Normalization

In VRS, “normalization” refers to the process of rewriting an ambiguous variation representation of variation into a canonical form. Normalization eliminates a class of ambiguity that impedes comparison of variation across systems.

In the sequencing community, “normalization” refers to the process of converting a given sequence variant into a canonical form, typically by left- or right-shuffling insertion/deletion variants. VRS normalization extends this concept to all classes of VRS Variation objects.

Implementations MUST provide a normalize function that accepts any Variation object and returns a normalized Variation. Guidelines for these functions are below.

General Normalization Rules

  • Object types that do not have explicit VRS normalization rules below are returned as-is. That is, all types of Variation MUST be supported, even if such objects are unchanged.
  • VRS normalization functions are idempotent: Normalizing a previously-normalized object returns an equivalent object.
  • VRS normalization functions are not necessarily homomorphic: That is, the input and output objects may be of different types.

Allele Normalization

Certain insertion or deletion alleles may have ambiguous representations when using conventional sequence normalization, resulting in significant challenges when comparing such alleles.

VRS uses a “fully-justified” normalization algorithm inspired by NCBI’s Variant Overprecision Correction Algorithm [1]. Fully-justified normalization expands such ambiguous representation over the entire region of ambiguity, resulting in an unambiguous representation that may be readily compared with other alleles.

VRS RECOMMENDS that Alleles at precise locations are normalized to a fully justified form unless there is a compelling reason to do otherwise. Alleles SHOULD be normalized in order to generate Computed Identifiers.

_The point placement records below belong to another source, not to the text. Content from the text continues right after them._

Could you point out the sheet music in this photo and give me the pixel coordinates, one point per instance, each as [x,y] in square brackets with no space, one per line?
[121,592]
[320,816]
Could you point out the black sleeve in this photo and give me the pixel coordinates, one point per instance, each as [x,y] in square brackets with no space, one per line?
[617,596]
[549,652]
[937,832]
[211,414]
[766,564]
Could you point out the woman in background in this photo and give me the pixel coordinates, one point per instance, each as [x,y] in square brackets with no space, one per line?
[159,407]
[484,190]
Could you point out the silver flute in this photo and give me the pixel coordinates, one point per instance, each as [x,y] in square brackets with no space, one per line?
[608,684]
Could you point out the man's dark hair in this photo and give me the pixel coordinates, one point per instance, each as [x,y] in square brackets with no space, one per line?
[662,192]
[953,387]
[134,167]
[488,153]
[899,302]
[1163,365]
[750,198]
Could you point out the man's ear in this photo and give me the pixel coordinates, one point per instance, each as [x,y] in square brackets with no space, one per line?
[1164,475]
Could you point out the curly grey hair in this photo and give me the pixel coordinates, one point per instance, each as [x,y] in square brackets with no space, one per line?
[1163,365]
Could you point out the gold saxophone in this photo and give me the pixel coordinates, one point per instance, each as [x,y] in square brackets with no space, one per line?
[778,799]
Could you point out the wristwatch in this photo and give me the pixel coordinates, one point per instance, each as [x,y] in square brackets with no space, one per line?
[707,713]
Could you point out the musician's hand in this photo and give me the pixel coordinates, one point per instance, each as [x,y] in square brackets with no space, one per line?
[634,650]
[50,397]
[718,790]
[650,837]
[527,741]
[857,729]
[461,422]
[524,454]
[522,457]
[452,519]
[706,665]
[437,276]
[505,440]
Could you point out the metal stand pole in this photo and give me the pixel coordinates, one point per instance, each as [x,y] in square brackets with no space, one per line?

The process for fully justifying an Allele is outlined below.

  1. Given an Allele:

    1. Let reference allele sequence refer to the subsequence at the Allele’s SequenceLocation.
    2. Let alternate allele sequence be the sequence in the Allele’s State object.
    3. Let start and end initially be the start and end of the Allele’s SequenceLocation.
  2. Trim sequences:

    1. Remove suffixes common to the reference allele sequence and alternate allele sequence, if any. Decrement end by the length of the trimmed suffix.
    2. Remove prefixes common to the reference allele sequence and alternate allele sequence, if any. Increment start by the length of the trimmed prefix.
  3. If reference allele sequence and alternate allele sequence are empty, the input Allele is a reference Allele. Return the input Allele unmodified.

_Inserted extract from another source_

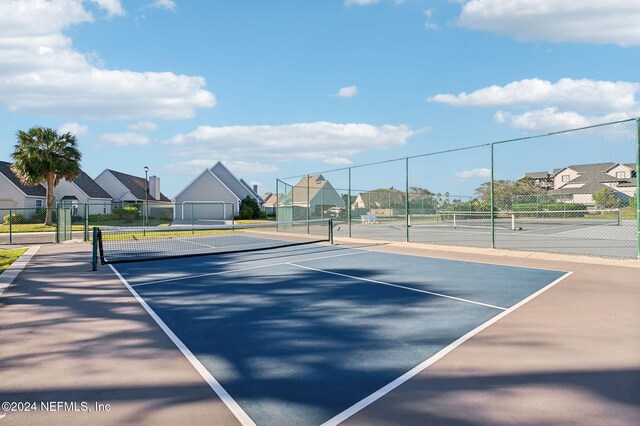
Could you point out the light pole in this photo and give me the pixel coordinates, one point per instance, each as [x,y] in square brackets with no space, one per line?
[146,197]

  4. If reference allele sequence and alternate allele sequence are non-empty, the input Allele has been reduced to a substitution Allele. Construct and return a new Allele with the current start, end, and alternate allele sequence.

    NOTE: The remaining cases are that exactly one of reference allele sequence or alternate allele sequence is empty. If reference allele sequence is empty, the Allele represents an insertion in the reference. If alternate allele sequence is empty, the Allele represents a deletion in the reference.

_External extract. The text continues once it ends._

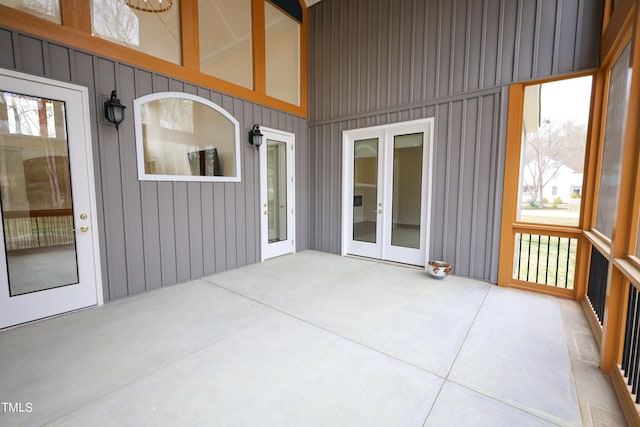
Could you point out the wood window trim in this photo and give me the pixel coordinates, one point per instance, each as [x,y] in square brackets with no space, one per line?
[509,225]
[76,33]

  5. Determine bounds of ambiguity:

    1. Left roll: While the terminal base of all non-empty alleles is equal to the base prior to the current position, circularly permute all alleles rightward and move the current position leftward. When terminating, return left_roll, the number of steps rolled leftward.
    2. Right roll: Symmetric case of left roll, returning right_roll, the number of steps rolled rightward.
  6. Fully justify the trimmed allele sequences:

    1. To the reference allele sequence and alternate allele sequence, prepend the left_roll bases prior to the trimmed allele position and append the right_roll bases after the trimmed allele position.
    2. Decrement start by left_roll and increment end by right_roll.
  7. Construct and return a new Allele with the current start, end, and alternate allele sequence.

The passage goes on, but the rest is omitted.